To evaluate the impact of body mass index (BMI) on the 8-year biochemical outcome after permanent prostate brachytherapy with or without the addition of supplemental external beam radiotherapy and/or androgen deprivation therapy (ADT).


From April 1995 through February 2001, 686 consecutive patients underwent brachytherapy using either palladium-103 or iodine-125 for clinical Stage T1b-T3aNxM0 (2002 American Joint Committee on Cancer) prostate cancer. No patient underwent seminal vesicle biopsy or pathologic lymph node staging. The median follow-up was 59.5 months. The evaluated BMI subgroups were less than 25, 25.0 to 29.9, 30.0 to 34.9, and 35 or more kg/m2. Biochemical progression-free survival was defined by a prostate-specific antigen (PSA) level of 0.4 ng/mL or less after a nadir. The clinical, treatment, and dosimetric parameters evaluated for biochemical progression-free survival included BMI, patient age, clinical T stage, Gleason score, preimplant PSA level, risk group, percentage of positive biopsies, isotope, use of supplemental external beam radiotherapy, use of ADT, prostate volume, planning volume, percentage of target volume receiving 100%, 150%, and 200% of the prescribed dose, minimal percentage of dose covering 90% of the target volume, tobacco use, and the presence of hypertension and diabetes.

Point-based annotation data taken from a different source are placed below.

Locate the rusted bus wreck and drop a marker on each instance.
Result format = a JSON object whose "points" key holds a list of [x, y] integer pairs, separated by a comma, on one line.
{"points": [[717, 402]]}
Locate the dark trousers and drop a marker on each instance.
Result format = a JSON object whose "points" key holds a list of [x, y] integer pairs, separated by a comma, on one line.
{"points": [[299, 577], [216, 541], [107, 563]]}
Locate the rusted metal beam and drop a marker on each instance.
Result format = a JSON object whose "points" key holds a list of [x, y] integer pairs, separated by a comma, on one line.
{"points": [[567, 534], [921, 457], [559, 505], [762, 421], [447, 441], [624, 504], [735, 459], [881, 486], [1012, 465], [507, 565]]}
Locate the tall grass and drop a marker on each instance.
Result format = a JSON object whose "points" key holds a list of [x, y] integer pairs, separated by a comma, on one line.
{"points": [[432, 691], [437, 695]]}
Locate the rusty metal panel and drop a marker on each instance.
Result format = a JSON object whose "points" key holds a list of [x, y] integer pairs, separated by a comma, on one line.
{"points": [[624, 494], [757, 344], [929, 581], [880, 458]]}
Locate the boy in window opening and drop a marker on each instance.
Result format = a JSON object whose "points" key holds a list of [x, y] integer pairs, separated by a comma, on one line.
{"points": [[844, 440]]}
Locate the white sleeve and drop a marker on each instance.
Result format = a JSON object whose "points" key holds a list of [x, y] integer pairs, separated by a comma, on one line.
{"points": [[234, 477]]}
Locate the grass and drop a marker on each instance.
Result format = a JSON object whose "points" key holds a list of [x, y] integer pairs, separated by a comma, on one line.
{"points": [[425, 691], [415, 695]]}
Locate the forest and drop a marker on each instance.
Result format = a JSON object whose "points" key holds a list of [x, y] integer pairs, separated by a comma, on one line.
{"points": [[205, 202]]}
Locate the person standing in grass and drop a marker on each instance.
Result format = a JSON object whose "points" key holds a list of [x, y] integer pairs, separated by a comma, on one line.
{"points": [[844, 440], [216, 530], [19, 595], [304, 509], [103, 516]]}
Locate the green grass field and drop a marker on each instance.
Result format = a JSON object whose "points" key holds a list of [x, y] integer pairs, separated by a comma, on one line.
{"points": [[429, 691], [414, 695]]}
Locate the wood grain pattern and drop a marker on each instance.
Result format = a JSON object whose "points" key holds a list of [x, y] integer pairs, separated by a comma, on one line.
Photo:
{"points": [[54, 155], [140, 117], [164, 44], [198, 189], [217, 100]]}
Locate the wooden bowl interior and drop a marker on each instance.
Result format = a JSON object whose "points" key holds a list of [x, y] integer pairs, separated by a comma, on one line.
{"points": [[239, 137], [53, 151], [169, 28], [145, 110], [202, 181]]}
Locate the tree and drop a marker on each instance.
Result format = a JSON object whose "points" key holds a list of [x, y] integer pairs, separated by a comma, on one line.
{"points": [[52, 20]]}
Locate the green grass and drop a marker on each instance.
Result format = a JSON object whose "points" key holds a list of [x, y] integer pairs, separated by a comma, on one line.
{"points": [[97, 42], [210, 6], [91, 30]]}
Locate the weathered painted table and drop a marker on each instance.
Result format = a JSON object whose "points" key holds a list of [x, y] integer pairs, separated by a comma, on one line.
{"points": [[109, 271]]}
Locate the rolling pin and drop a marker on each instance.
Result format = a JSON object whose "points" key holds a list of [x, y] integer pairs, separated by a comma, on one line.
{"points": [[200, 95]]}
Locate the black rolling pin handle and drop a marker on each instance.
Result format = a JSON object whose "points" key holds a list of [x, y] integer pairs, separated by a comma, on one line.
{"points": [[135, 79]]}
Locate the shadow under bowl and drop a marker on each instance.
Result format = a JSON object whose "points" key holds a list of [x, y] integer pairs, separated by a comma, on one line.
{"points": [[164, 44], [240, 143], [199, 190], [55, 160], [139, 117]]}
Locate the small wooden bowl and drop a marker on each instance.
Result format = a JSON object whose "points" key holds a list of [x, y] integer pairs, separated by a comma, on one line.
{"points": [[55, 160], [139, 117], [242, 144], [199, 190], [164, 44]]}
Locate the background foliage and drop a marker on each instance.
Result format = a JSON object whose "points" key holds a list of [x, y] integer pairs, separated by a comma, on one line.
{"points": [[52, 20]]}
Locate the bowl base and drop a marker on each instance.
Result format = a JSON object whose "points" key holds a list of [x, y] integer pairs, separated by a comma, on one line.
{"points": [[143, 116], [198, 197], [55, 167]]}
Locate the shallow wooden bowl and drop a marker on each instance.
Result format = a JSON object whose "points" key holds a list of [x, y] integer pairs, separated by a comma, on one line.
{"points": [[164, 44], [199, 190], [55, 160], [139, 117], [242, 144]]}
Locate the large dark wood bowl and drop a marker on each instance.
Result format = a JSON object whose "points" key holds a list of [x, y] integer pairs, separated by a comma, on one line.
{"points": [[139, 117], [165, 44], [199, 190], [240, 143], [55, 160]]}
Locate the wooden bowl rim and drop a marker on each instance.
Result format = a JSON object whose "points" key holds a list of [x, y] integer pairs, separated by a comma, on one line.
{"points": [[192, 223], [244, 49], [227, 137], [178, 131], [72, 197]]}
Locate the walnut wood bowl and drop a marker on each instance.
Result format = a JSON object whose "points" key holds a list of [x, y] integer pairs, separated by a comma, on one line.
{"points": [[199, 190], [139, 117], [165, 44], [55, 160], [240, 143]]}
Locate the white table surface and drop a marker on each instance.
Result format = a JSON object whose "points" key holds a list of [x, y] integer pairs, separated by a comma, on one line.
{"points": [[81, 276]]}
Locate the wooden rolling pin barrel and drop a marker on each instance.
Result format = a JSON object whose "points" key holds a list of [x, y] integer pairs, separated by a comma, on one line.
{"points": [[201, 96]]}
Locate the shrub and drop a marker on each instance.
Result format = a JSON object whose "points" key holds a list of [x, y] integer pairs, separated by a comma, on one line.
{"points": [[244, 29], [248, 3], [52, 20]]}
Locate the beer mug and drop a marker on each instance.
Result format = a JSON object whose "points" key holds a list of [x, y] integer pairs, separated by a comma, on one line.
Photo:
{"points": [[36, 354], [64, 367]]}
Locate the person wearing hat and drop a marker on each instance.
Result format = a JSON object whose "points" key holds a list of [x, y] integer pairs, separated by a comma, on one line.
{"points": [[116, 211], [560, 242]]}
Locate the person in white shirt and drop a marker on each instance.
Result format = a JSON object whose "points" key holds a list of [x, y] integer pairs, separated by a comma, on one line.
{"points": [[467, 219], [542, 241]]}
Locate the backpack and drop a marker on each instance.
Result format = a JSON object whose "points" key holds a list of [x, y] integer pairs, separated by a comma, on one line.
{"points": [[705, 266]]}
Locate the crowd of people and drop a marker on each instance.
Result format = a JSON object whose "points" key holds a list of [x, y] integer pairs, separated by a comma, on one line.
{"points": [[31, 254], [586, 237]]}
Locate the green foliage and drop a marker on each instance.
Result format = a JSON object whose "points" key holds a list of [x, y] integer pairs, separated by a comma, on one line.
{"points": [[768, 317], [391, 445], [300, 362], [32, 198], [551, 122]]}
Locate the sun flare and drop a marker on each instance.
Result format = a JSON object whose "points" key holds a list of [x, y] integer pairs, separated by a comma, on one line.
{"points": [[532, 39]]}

For the entire group, the actuarial 8-year biochemical progression-free survival rate was 95.8%, 95.6%, 94.1%, and 100% for patients in BMI categories less than 25, 25.0 to 29.9, 30.0 to 34.9, and 35 or more kg/m2, respectively. In hormone-naive and hormone-manipulated patients free of biochemical progression, the median post-treatment PSA level was less than 0.1 ng/mL. When integrated across risk groups and ADT use, BMI had no statistically significant impact on biochemical progression-free survival. At last follow-up, 5 patients (0.7%) had died of metastatic prostate cancer. In multivariate Cox regression analysis, pretreatment PSA level, Gleason score, clinical stage, percentage of positive biopsies, ADT use, and tobacco status, but not BMI, were statistically significant predictors of 8-year biochemical progression-free survival.


Prostate brachytherapy results in a high probability of 8-year biochemical progression-free survival for low, intermediate, and high-risk patients. When integrated across risk groups and hormonal status, BMI had no statistically significant influence on biochemical progression-free survival.